What Grange members hope will help move the project forward is a building bee being held Saturday at the Grange on Bridge Street in Farmington. Work crews will start at 8 a.m. and then break for a potluck lunch at 1 p.m. Volunteers can come for as long as they wish, Grange spokesman Richard Marble.

He said if possible, volunteers should bring screw guns, drywall taping tools to finish some framing as well as hanging/taping drywall, and something to share for lunch.

“If you want to bring and share your favorite dish with the workers, if you want to learn how to hang Sheetrock, if you want to spend a Saturday with wonderful folks from the area, this is the place to be,” Marble said in a news release.

Two earlier buildings bees were held last summer and dozens of community members and their families worked alongside Grange members to start the renovations. Work has continued over the winter, Marble said Tuesday.

The building is used for community events and by several local agricultural ventures. The Winter Farmington Farmers Market is open every Saturday from 9 a.m. to noon, and the online Western Maine Market and the Farmington Food Co-Op both use the building as a food distribution point.

To date, the improvements have been extensive. The basement has been stripped and spray foam insulation applied to the outside walls; the walk-in coolers were framed and new walls put up in the commercial kitchen area; blown-in insulation was used upstairs; and the air leaks in the old attic were plugged.

The whole building has been rewired; two energy-efficient wood pellet stoves have been installed upstairs; and removable insulating plastic inserts were made and installed in each window.

The weatherization improvements have made a huge difference, Marble said.

“With those two pellet stoves, we can keep the hall at 45 degrees during the week when it is not being used and it is only costing us $8 a week. It is now so inexpensive to heat that building compared to what we were spending,” Marble said.

To address a portion of the foundation that was failing, students from the Maine School of Masonry in Phillips volunteered to repair a 16-foot long section at the front of the building last fall, he said.

And a persistent underground water drainage problem on the west side of the 19th century hall was addressed with the help of E.L. Vining & Son and Taylor Made Homes.

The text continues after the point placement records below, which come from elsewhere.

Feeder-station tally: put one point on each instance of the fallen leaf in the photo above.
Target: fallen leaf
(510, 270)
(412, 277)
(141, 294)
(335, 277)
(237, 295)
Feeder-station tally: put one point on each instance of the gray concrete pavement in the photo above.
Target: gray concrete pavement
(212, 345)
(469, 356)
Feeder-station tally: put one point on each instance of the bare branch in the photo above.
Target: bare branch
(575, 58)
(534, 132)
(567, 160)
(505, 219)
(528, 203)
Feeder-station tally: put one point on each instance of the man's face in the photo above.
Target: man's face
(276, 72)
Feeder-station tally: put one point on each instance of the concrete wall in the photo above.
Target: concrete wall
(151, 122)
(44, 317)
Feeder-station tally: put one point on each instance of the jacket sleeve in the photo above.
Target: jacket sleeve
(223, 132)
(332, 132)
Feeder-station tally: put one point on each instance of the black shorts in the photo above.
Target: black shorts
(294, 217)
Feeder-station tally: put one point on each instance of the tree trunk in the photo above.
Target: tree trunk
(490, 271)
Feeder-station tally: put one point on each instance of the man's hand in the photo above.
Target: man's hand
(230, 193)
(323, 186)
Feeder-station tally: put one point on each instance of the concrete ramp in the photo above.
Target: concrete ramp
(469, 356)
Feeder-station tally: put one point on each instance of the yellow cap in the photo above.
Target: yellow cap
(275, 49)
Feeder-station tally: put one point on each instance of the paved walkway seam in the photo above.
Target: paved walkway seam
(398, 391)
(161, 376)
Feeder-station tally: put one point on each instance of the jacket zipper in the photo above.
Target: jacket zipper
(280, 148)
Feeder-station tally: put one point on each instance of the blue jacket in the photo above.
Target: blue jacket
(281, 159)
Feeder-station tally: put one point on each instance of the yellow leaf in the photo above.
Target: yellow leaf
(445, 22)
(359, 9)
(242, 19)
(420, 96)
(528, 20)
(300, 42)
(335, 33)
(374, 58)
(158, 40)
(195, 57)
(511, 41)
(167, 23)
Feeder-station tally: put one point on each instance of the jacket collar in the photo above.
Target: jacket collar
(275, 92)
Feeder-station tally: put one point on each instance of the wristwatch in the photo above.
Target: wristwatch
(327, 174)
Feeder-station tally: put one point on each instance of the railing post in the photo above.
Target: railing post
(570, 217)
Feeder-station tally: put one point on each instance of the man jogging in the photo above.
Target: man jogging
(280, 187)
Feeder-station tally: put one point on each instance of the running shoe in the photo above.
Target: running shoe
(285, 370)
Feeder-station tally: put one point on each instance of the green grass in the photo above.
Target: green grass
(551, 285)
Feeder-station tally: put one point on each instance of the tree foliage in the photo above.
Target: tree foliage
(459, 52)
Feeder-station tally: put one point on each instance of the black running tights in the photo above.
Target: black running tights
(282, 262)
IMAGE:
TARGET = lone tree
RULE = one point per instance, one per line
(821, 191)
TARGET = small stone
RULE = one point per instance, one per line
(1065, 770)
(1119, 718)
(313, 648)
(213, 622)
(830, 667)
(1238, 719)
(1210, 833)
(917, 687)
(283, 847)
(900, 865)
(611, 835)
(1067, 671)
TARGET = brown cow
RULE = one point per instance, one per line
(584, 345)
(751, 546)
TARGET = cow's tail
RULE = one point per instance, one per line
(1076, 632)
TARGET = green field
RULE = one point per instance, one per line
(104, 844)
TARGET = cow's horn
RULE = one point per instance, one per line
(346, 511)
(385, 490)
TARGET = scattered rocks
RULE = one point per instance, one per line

Marble said both construction firms assisted by digging a trench and installing a “curtain drain,” a perforated pipe covered with gravel that acts like an underground gutter.

Next, the plumbing is being done in the commercial kitchen and Marble anticipates it will be ready for state inspection this spring.

“We have done an awful lot this past year,” he said.

They already have a used, six-burner stove and range, a three-bay sink, a 20-quart mixer in need of some repair and a water heater for the kitchen. They are in need of a used pizza/convection oven, commercial sized pots, and additional utensils.

The Grange Commercial Community Kitchen will be used by people in the community to process food grown in the area and by farmers and others interested in developing products for sale. The goal is also to use the Grange as a distribution center for shipping local agricultural products out of the area.

Work has been funded with a grant from the Sandy River Charitable Trust, funds generated by the town of Farmington’s tax-increment financing program and donations. But now that the donations have been expended, more funds are being sought, Marble said.